At the end of November, Congress passed what is commonly being referred to as the 21st Century Cures Act. This broad, sweeping legislation dramatically boosts funding dedicated to medical research, relaxes the process for the development and approval of experimental treatments and new medications, reforms government policy on mental health treatment, and more.
Funding Associated With the Act
The 21st Century Cures Act aims to increase funding for the National Institute of Health and streamline the pathway for innovative, newly developed medications to reach patients. The bill provides $1.86 billion in mandated funding on an annual basis for the NIH, which started in fiscal year 2016 and extends through fiscal year 2020 by way of an innovation fund.
The innovation fund created by the bill will provide an additional $1.75 billion to the NIH. Of that money, $500 million will be targeted to the Accelerating Advancement Program (AAP). The AAP will essentially be a grant-matching program to facilitate biomedical research and development. Funding that is left over after will be divvied up among grants for various other medical research.
Another $110 million annually from the innovation fund created by the Act will be directed to the Cures Allocation fund. This funding will be used primarily to support development and implementation of the different programs that are created by the Act. These programs include developing user and clinical experience data, helping to develop drug tools, and monitoring the manufacturing process involved in the production of medications.
So how exactly will all of this money be spent, and to what end?
For starters, the 21st Century Cures Act will drastically speed up the process of getting new medications approved by the Food and Drug Administration. This will be made possible by granting a higher level of authority to the FDA to require fewer studies and regulations. The result is that the timeline of getting a new drug on the market and to consumers will shrink.
It has been one of the more controversial aspects of the Act, as some see it as a "handout to the drug industry disguised as a pro-research bounty." And progressive critics such as Bernie Sanders and Elizabeth Warren argued that the bill gives too much latitude to pharmaceutical companies.
Not surprisingly, there was intense lobbying by numerous pharmaceutical companies, medical device organizations, and 26 “biotech products and research” companies - to the tune of $192 million. The bill ended up passing with strong bipartisan support by a vote of 94 to 5 in the Senate and 392 to 26 in the House of Representatives.
Thanks to the Act, employers with fewer than 50 full-time employees now have a compliant way, through health reimbursement arrangements (HRAs), to reimburse employees who get their own individual health insurance policies.

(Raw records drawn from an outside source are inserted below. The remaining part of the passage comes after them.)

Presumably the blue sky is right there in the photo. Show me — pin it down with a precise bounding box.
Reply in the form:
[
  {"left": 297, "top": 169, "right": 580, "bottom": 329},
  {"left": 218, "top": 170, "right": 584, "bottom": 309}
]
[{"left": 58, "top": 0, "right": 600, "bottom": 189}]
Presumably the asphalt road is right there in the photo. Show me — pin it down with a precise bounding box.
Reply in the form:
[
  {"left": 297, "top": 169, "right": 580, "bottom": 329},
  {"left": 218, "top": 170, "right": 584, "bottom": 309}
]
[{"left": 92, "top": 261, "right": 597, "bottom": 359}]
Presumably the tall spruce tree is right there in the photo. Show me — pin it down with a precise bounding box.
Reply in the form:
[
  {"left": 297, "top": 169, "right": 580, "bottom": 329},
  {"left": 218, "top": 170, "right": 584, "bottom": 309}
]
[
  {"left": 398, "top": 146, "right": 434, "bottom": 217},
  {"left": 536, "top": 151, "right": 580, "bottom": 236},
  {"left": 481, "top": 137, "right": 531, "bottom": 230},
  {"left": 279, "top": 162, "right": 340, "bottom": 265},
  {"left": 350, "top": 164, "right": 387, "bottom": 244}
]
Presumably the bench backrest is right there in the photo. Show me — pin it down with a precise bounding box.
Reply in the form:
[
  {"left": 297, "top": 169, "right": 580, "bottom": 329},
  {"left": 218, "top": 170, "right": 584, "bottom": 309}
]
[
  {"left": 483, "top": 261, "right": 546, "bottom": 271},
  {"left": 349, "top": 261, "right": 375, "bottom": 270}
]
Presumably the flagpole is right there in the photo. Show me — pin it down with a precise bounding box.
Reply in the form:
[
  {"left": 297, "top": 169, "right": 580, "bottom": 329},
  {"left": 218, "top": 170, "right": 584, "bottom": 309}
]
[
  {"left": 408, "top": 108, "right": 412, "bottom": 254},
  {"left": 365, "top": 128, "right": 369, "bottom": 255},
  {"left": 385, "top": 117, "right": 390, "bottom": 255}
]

Mental Health and Substance Abuse Advocates
Another set of groups that will benefit from the new legislation are mental health and substance abuse advocates. Approximately $1 billion in the form of state grants is allocated over the next two years to address opioid addiction and abuse. The vast majority of that funding is earmarked for treatment facilities; a much smaller portion will fund research.
In addition, the legislation increases funding for mental health treatment and research. The recently passed bill sets aside funds that climb into the hundreds of millions of dollars for nascent programs, as well as existing mental health and treatment programs.
An article in USA Today explained, "The bill, which combines mental health proposals from several lawmakers, also pushes states to provide early intervention for psychosis, a treatment program that has been hailed as one of the most promising mental health developments in decades."
Health IT and Data Management
Finally, the Act is a boon for health information technology and software companies. Federal agencies and health providers on a national scale will be mandated to begin utilizing electronic health records systems. Further, these entities are charged with collecting data to improve research and treatment.
Even though the newly passed legislation does not actually provide funding for these endeavors, IT and data management organizations stand to realize handsome gains, into the millions of dollars, in new business.
Impact on Doctors
Although the immediate implications of the Cures Act for physicians are not particularly significant, the legislation will certainly impact doctors. The dramatic increases in research and development for medications (as well as their speedier approval time), will have a noticeable effect on how physicians practice medicine. In addition, there are small provisions for the increased use of telemedicine, as well as minor funding bumps for continuing education.
The 21st Century Cures Act is sure to have a tremendous impact on the American healthcare landscape, due in no small part to its sheer size. Faster approval of new medications, increased funding for mental health and substance abuse, and a pronounced move toward technology-based healthcare solutions are some of the primary impacts of this new legislation.